Assis sur le canapé, il la fusilla du regard, tout en reboutonnant son chemisier. Mieux valait cacher tout ça, avant qu'elle ne remette la main sur cette poitrine qu'il détestait tant.

-J'ai les nerfs à vifs, surtout que Josepho me les a brisés menu toute la journée.

-Vous êtes Arlette depuis ce matin !?

-Évidemment !

-Bon sang, est-ce donc si désagréable que cela de dormir avec moi !? Vous voulez recommencer à vivre la nuit !?

-Vous avez failli mourir par ma faute, Liliane !

Macklar n'avait pas prévu de le lui dire. Il avait prévu de s'éloigner, sans peser sur elle, sans rien lui imposer, et de la renvoyer à Karth le plus tôt possible. Mais il avait oublié que la damoiselle était tout sauf conventionnelle. Elle n'allait certainement pas rester dans son coin à se morfondre du pourquoi du comment, sans avoir de réponse. Elle attaquait de but en blanc, comme toujours !

Elle le considéra un instant.

-Logan, murmura-t-elle en venant s'asseoir à ses côtés, en posant une main amicale sur sa cuisse. Que s'est-il passé, hier ?

Il considéra ses doigts, qui auraient normalement été très proches de sa verge dans cette position. Fermant les yeux, il se pinça l'arête du nez, particulièrement agacé par ses propres pensées. Il détestait sa forme féminine. Mais là, tout de suite, Arlette, il la haïssait ! Tout n'était pas une question de pénis, hein ? Bon sang ! Il pensait avec même quand il n'en avait pas ! Elle était en train de le rendre fou !

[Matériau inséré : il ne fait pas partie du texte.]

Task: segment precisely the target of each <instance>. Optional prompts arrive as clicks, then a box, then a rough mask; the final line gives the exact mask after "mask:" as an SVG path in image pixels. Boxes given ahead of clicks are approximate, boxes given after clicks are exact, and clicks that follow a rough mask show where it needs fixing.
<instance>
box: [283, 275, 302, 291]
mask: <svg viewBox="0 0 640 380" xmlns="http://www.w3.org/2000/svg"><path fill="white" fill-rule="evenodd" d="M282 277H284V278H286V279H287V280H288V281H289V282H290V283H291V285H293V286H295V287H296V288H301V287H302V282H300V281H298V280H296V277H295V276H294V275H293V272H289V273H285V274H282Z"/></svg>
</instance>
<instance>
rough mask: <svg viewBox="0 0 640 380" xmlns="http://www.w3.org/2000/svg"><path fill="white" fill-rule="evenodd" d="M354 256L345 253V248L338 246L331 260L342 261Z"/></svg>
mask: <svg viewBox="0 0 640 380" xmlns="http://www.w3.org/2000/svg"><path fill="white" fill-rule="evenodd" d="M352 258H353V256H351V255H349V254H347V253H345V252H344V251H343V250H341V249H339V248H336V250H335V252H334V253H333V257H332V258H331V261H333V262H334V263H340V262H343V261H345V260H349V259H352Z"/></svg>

-Hier, vous avez failli mourir, Liliane. La malédiction vous a repoussé de toutes ses forces.

-Ce n'est pas grave, ça. Et vous-même étiez en très mauvaise condition, monsieur.

-C'est parce que j'étais extrêmement limite sur la transformation. En m'embrassant hier, vous l'avez repoussée in extremis, et mon corps a mal supporté la tension qui lui était imposée et soudain enlevée. Mais vous... Liliane...

Il prit sa main dans la sienne, crispé.

-Liliane, je ne veux pas qu'il vous arrive malheur par ma faute. Donc à partir de maintenant, c'est fini. Nous arrêtons les expériences. Les baisers. Le sommeil commun. Je retourne à ma vie d'avant. Et vous, vous retournez à la sécurité de Karth.